Libby prosecutor says sentence not 'excessive'

[JURIST] US Special Counsel Patrick Fitzgerald [official website] has questioned President Bush's classification of I. Lewis "Scooter" Libby's 30-month sentence for perjury and obstruction of justice as "excessive" [statement], saying Monday that Libby's sentence "was imposed pursuant to the laws governing sentencings which occur every day throughout this country." Bush's comment accompanied his commutation of Libby's prison sentence [clemency grant; JURIST report]; Bush did not pardon Libby and left his $250,000 fine and court-ordered two years of supervised release intact. In a statement [E&P report] Monday, Fitzgerald said:

We fully recognize that the Constitution provides that commutation decisions are a matter of presidential prerogative and we do not comment on the exercise of that prerogative.

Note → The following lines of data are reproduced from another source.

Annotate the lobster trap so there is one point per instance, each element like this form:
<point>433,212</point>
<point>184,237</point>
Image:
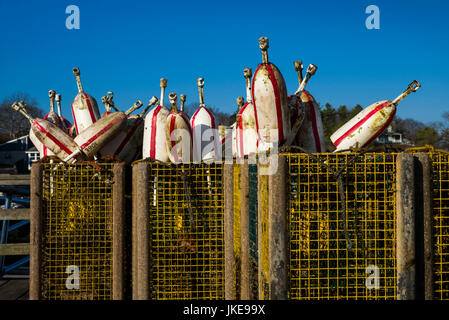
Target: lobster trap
<point>342,226</point>
<point>77,231</point>
<point>178,231</point>
<point>439,221</point>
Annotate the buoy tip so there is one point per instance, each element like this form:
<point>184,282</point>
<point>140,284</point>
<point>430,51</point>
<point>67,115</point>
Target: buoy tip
<point>263,43</point>
<point>247,72</point>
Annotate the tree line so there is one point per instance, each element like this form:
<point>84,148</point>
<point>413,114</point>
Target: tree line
<point>14,125</point>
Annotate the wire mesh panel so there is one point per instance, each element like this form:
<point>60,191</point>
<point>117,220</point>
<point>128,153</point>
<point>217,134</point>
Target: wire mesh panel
<point>253,247</point>
<point>186,217</point>
<point>440,216</point>
<point>440,164</point>
<point>77,234</point>
<point>237,231</point>
<point>336,253</point>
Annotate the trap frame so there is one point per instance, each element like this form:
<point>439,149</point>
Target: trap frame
<point>77,231</point>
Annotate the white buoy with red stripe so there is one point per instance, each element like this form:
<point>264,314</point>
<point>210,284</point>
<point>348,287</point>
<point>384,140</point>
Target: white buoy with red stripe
<point>369,123</point>
<point>310,135</point>
<point>247,137</point>
<point>303,132</point>
<point>127,143</point>
<point>94,137</point>
<point>108,103</point>
<point>178,133</point>
<point>84,107</point>
<point>51,117</point>
<point>205,142</point>
<point>233,129</point>
<point>154,136</point>
<point>270,101</point>
<point>52,136</point>
<point>65,123</point>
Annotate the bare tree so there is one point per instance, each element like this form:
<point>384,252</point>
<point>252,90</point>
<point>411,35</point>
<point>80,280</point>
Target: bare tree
<point>13,124</point>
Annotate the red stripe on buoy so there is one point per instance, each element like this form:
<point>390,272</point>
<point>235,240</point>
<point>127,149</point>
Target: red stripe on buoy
<point>153,132</point>
<point>53,138</point>
<point>172,128</point>
<point>362,121</point>
<point>128,136</point>
<point>90,108</point>
<point>74,119</point>
<point>101,132</point>
<point>314,122</point>
<point>254,104</point>
<point>278,102</point>
<point>212,123</point>
<point>381,129</point>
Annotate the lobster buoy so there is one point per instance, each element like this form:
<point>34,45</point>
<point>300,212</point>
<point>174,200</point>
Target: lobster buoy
<point>51,117</point>
<point>154,137</point>
<point>311,133</point>
<point>234,146</point>
<point>178,133</point>
<point>98,134</point>
<point>270,102</point>
<point>84,107</point>
<point>65,123</point>
<point>108,103</point>
<point>127,143</point>
<point>205,144</point>
<point>225,134</point>
<point>369,123</point>
<point>307,128</point>
<point>52,136</point>
<point>247,138</point>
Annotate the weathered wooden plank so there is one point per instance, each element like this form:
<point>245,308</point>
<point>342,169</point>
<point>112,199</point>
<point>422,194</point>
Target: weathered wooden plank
<point>14,249</point>
<point>15,214</point>
<point>14,182</point>
<point>7,176</point>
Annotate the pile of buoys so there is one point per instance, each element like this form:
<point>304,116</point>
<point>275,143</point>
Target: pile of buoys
<point>269,119</point>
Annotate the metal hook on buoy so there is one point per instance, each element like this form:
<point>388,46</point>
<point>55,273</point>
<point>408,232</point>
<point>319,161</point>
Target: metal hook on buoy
<point>200,83</point>
<point>247,73</point>
<point>182,98</point>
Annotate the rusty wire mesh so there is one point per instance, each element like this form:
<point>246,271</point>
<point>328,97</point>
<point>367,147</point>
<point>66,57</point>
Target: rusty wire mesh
<point>186,216</point>
<point>76,231</point>
<point>237,230</point>
<point>440,208</point>
<point>440,165</point>
<point>323,264</point>
<point>253,242</point>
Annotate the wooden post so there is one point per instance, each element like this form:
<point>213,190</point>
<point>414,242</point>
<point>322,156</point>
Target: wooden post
<point>262,233</point>
<point>141,227</point>
<point>427,230</point>
<point>228,189</point>
<point>244,232</point>
<point>405,227</point>
<point>35,230</point>
<point>277,204</point>
<point>118,232</point>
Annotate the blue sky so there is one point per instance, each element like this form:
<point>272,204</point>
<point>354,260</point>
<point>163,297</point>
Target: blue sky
<point>127,46</point>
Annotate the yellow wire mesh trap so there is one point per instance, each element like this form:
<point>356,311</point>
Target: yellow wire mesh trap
<point>253,224</point>
<point>440,208</point>
<point>327,262</point>
<point>187,235</point>
<point>237,230</point>
<point>77,231</point>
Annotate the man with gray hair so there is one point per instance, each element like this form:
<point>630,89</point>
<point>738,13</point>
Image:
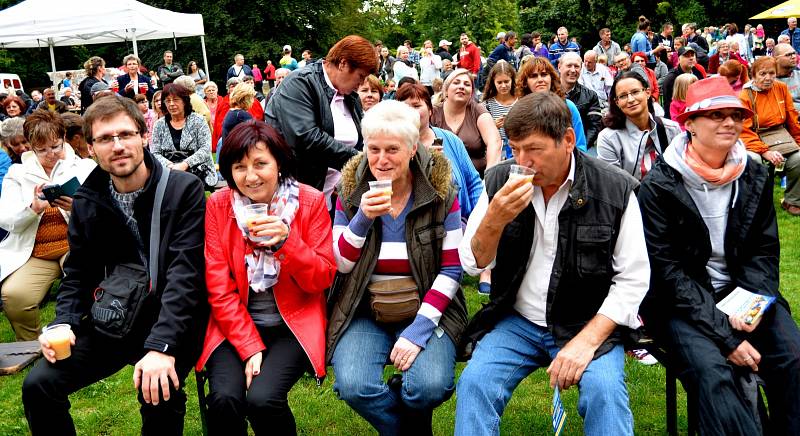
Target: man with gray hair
<point>786,60</point>
<point>239,69</point>
<point>596,77</point>
<point>586,100</point>
<point>569,270</point>
<point>792,32</point>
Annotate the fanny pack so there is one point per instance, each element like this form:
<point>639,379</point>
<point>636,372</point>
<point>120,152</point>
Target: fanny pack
<point>121,296</point>
<point>394,300</point>
<point>777,138</point>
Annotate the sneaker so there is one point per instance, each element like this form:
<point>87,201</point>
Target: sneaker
<point>642,356</point>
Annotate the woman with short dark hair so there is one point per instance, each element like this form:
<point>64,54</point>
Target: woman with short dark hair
<point>266,272</point>
<point>182,140</point>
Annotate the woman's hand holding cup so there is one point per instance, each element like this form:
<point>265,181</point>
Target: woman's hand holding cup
<point>378,200</point>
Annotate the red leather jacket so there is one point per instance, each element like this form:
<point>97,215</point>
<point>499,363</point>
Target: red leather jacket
<point>307,269</point>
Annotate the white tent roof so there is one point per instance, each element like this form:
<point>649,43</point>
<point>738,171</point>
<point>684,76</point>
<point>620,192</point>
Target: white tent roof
<point>40,23</point>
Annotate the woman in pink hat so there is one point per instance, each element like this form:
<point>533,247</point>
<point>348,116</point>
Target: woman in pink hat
<point>711,230</point>
<point>772,103</point>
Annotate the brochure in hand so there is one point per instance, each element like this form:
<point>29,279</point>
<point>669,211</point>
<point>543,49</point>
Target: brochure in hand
<point>743,303</point>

We comment only on the statement in which the President termed the sentence imposed by the judge as 'excessive.' The sentence in this case was imposed pursuant to the laws governing sentencings which occur every day throughout this country. In this case, an experienced federal judge considered extensive argument from the parties and then imposed a sentence consistent with the applicable laws. It is fundamental to the rule of law that all citizens stand before the bar of justice as equals. That principle guided the judge during both the trial and the sentencing.
Fitzgerald noted that "Mr. Libby remains convicted by a jury of serious felonies," and said that his office "will continue to seek to preserve those convictions through the appeals process."

Fitzgerald was appointed as special counsel [DOJ materials] in 2003 to investigate the leak of CIA operative Valerie Plame's identity [JURIST news archive]. Libby, Vice President Dick Cheney's former chief of staff, was the only person charged in connection to the leak and was convicted [JURIST report] in March 2007 of perjury and obstruction of justice. Bush's decision to commute Libby's sentence came hours after a federal appeals court refused to delay his prison sentence [order, PDF; JURIST report] pending his appeal of the conviction.